Nathan Daniels
Lecturer
Nathan Daniels is a PhD Candidate in the History Department at Johns Hopkins University, prior to which, he earned a BA in Medieval Studies and Musicology from Oberlin College and an MA in History at San Francisco State University. Nathan is broadly interested in the urban history of the Middle Ages, with a particular focus on the construction and uses of urban space in fourteenth-century Paris. His research has been funded by the Medieval Academy of America and the Charles Singleton Center and Alexander Grass Humanities Institute at Hopkins.

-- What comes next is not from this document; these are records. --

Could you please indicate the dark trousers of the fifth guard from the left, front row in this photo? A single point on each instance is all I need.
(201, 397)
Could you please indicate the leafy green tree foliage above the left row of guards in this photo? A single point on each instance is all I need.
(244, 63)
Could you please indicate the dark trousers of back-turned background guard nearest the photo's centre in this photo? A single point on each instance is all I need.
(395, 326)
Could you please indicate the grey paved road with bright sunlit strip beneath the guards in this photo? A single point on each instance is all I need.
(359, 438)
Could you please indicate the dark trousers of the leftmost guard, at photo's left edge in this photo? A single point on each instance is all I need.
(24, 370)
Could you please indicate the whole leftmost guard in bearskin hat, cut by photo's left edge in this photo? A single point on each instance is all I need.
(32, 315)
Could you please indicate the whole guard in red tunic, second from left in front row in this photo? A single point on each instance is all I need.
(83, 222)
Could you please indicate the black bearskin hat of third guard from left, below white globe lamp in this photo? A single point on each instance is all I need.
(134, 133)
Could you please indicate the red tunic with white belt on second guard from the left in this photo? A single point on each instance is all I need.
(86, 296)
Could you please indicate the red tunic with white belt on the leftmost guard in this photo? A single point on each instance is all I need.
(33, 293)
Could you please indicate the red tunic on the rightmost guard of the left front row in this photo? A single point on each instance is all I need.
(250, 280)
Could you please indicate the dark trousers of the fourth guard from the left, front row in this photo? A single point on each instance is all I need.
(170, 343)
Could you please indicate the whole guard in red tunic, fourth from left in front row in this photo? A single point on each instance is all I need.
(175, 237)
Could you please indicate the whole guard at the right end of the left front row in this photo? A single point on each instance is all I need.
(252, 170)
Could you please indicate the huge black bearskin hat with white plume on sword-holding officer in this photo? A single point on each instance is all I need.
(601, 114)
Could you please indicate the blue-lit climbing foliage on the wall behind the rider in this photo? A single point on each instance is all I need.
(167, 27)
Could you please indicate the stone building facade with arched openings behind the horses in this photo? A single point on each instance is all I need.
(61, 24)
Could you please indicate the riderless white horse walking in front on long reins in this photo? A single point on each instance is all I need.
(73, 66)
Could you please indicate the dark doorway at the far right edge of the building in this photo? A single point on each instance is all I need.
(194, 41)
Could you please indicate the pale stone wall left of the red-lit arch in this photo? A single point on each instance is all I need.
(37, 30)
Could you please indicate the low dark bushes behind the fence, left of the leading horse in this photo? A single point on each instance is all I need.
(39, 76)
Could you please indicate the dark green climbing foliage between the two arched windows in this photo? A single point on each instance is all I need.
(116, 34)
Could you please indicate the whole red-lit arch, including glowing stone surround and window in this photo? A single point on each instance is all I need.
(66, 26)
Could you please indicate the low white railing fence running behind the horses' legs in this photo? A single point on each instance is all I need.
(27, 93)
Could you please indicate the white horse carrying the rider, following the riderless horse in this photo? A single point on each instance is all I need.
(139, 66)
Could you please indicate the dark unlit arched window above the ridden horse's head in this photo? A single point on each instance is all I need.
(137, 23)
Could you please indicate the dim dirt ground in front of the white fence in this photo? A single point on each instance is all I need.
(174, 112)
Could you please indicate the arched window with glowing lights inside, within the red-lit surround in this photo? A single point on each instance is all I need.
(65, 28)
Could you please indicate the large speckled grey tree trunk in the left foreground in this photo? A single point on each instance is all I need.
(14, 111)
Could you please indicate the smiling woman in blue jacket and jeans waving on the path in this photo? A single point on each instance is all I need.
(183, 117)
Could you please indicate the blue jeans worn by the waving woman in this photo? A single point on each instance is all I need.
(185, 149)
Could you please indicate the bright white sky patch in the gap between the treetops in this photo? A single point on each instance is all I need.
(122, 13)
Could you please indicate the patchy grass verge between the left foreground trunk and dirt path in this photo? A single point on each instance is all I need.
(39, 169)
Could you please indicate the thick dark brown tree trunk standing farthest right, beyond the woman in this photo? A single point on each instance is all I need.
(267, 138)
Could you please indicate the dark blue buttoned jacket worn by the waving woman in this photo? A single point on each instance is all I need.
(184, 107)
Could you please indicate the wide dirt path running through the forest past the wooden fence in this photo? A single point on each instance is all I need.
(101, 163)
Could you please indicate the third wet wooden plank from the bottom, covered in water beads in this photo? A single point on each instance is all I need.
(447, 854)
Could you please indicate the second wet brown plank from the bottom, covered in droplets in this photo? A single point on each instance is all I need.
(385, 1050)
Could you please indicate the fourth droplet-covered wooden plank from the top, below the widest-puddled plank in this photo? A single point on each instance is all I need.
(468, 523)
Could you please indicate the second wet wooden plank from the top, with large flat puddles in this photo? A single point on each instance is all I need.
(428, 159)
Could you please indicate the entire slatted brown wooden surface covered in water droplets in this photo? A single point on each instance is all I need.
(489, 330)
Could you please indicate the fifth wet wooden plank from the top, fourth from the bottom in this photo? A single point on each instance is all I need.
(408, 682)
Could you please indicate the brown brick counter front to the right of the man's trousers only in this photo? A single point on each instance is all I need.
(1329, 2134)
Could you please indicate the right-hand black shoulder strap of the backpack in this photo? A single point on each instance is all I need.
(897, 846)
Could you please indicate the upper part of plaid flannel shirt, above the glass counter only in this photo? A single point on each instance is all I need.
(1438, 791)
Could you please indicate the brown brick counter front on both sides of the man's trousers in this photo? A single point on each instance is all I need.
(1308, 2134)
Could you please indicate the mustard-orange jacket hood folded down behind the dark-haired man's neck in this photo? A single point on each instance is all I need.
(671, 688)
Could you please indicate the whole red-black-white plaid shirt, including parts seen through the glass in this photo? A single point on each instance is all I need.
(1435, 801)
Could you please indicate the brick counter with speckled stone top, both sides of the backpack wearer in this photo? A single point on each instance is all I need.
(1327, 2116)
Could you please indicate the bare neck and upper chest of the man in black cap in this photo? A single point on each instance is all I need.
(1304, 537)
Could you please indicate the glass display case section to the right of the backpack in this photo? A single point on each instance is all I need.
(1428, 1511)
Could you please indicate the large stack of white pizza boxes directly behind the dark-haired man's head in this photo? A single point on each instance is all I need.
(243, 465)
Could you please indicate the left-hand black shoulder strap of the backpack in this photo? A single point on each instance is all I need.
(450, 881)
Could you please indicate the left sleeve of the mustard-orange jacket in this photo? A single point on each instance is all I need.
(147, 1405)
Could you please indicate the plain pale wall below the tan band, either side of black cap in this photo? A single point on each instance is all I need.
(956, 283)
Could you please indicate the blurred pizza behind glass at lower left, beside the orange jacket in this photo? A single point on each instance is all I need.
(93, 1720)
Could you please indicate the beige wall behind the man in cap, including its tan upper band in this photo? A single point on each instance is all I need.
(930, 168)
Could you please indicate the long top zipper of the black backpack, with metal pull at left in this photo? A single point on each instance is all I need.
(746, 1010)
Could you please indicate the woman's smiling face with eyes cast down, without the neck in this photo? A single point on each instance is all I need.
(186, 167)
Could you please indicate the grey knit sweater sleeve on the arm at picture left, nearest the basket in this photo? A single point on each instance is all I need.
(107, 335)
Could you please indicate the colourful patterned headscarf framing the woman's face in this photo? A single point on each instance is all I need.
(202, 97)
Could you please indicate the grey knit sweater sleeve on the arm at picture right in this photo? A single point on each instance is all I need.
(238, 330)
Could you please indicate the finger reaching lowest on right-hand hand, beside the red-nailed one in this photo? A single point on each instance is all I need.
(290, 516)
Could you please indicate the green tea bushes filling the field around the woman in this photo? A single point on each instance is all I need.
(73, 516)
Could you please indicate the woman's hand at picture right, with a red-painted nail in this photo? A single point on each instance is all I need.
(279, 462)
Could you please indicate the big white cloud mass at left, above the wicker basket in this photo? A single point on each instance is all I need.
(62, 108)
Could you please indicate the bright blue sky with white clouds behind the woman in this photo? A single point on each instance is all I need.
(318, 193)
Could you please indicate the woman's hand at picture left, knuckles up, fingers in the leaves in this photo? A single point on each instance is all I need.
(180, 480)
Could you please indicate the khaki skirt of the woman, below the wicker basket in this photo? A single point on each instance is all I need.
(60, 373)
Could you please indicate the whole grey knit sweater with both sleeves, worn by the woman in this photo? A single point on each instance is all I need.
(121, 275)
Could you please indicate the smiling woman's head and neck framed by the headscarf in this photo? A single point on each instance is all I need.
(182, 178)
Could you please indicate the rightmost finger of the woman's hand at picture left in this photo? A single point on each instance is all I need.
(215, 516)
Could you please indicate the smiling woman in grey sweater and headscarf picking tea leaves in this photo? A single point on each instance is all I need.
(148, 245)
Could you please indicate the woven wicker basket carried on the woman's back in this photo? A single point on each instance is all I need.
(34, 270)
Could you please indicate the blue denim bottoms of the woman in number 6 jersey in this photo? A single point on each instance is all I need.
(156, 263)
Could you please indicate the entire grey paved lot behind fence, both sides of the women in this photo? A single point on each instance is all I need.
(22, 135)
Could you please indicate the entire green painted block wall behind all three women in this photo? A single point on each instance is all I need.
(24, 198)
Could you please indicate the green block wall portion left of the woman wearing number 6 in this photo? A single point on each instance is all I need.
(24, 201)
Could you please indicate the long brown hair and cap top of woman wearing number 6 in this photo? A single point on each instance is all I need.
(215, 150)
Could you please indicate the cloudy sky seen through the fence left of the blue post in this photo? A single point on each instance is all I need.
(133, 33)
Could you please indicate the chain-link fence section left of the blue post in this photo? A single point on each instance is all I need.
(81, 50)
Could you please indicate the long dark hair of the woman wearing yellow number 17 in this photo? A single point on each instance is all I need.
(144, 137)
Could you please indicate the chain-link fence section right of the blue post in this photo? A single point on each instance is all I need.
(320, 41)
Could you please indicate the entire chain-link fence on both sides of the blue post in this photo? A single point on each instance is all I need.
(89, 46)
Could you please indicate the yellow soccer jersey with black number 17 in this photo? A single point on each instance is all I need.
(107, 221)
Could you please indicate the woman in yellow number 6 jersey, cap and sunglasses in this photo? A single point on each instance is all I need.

Nathan’s interests extend to the digital humanities, especially the use of digital tools and technologies in academic research and public-facing publication. He is currently leading the development of the Tax Rolls of Medieval Paris Project, a TEI (Text Encoding Initiative)-based digital edition of a series of tax rolls from levies placed on the city of Paris by King Philip the Fair in the late 1200s. This project is part of a digital publishing cooperative led by the University of Virginia, recently funded by the Andrew W. Mellon Foundation. From 2018-2021, Nathan served as an Instructor in the Expository Writing Program, and has also taught in the History Department, having received both the Dean’s Teaching Fellowship and the Dean’s Prize Fellowship from the Krieger School of Arts and Sciences. He also works as a fellowship advisor and program coordinator in the JHU National Fellowships Program office.